Establecerse. O al menos poder permanecer un día entero en el mismo lugar, sin sentirse expulsado. Sólo eso desea Alejandro. Tener una pequeña parcela de tiempo que sea realmente suyo. Para volver a mirar el cielo.
Pero no. El protagonista de Casa propia no hace más que ir y venir en un vagabundeo forzoso y cada día más amargo. Alejandro (Gustavo Almada, preciso en todo) tiene cuarenta y pocos años. Vive en Córdoba, con su madre, que está enferma y genera conflictos a cada minuto. Trabaja como profesor en un colegio secundario. A veces duerme con una novia que no termina de integrarlo en su intimidad. Tiene un gran amigo que está por irse a España. Quiere empezar a alquilar un departamento, pero salir a buscar opciones implica chocar con las obscenas arbitrariedades del mercado inmobiliario. Esta es la historia de un personaje de ficción y es también la historia del presente agotador de un país llamado Argentina. Alejandro no puede hacer pie, aunque lo intente. Y no hay nada más agotador que flotar cuando no se perciben orillas ni tampoco un fondo al que se pueda llegar para después remontar. El protagonista viaja encapsulado en el colectivo y de repente toda la ciudad parece transformarse en una gigantesca pecera. Aunque no veamos el agua, la sentimos como una amenaza certera a través los efectos sonoros de la película. Son demasiadas las frustraciones acumuladas. Algo está por desbordar.
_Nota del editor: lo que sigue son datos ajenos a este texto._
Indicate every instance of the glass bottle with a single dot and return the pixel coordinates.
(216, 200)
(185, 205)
“Creo en los desafíos formales, porque es infinita la posibilidad que ofrece que el cine de combinar planos con sonidos”, señaló el realizador Rosendo Ruiz cuando Casa propia se proyectó en el último Bafici. La película está concebida desde el riesgo y resulta especialmente estimulante por las modulaciones que el director se anima a ensayar en la enunciación del film. El relato comienza con un plano general que muestra a un grupo de adolescentes que escuchan música y toman fernet en la calle. Una chica del grupo llama la atención por lo bien que hace jueguito con una pelota de fútbol. Todo sucede dentro de un sereno plano-secuencia que, aparentemente, nos invita a observar el conjunto sin manipulaciones. Sin embargo, no será la chica de la pelota ni sus amigos los protagonistas del relato, sino un señor que pasa detrás de ellos y se detiene para golpear la puerta de una casa, a los gritos. Esa bifurcación perceptiva, que nos obliga a relocalizarnos inmediatamente en el espacio diegético, sugiere una estrategia inteligente: en una película signada por los continuos desalojos (físicos y simbólicos), el primer sujeto desplazado es el propio espectador.
Ni siquiera podemos refugiarnos en este plano inicial del frente de la casa como un típico plano de establecimiento que nos guíe en la acción por venir. Porque el personaje pronto se va del lugar, sin activar una lógica exterior-interior en la construcción espacial de la escena. De hecho, no habrá otros planos similares en el resto del film. La perplejidad se propaga. Algo se desacomoda. Un simple corte seco hace que la escuela se fusione imperceptiblemente con el hospital, o un truco visual revela que un impecable departamento a estrenar no era más que una maqueta en una clase de ciencias. Las reglas con las que el cine clásico agasajaba la orientación del espectador carecen de sentido en una historia en donde los espacios se confunden, se fragmentan, se tornan hostiles. Hasta la música perturba con su inesperada prepotencia épica, como si quisiera secuestrar al protagonista para llevárselo exiliado a otra película, una que le regale peripecias dignas de un héroe triunfal (en esta línea uno recuerda algunas búsquedas de Hong Sang-soo en la reciente The Day After, por ejemplo). Ruiz se permite tantear diversos recursos enunciativos en el film, pero esa matriz autoconsciente no complica en absoluto la conexión con los personajes. Al contrario: la película consigue adherirse poderosamente a la realidad de los vínculos, incluso allí donde el artificio se vuelve evidente. Será porque la angustia que emana de la historia resulta demasiado cercana a cualquiera de nosotros.
Casa propia es el mejor trabajo del director hasta el momento. La película sorprende porque es impredecible en su estilo, cualidad que sólo puede funcionar como virtud cuando es el propio cineasta el que se niega a afincarse en un único espacio a la hora de crear. Un artista verdaderamente inquieto no va a encontrar nunca una residencia que sea la definitiva.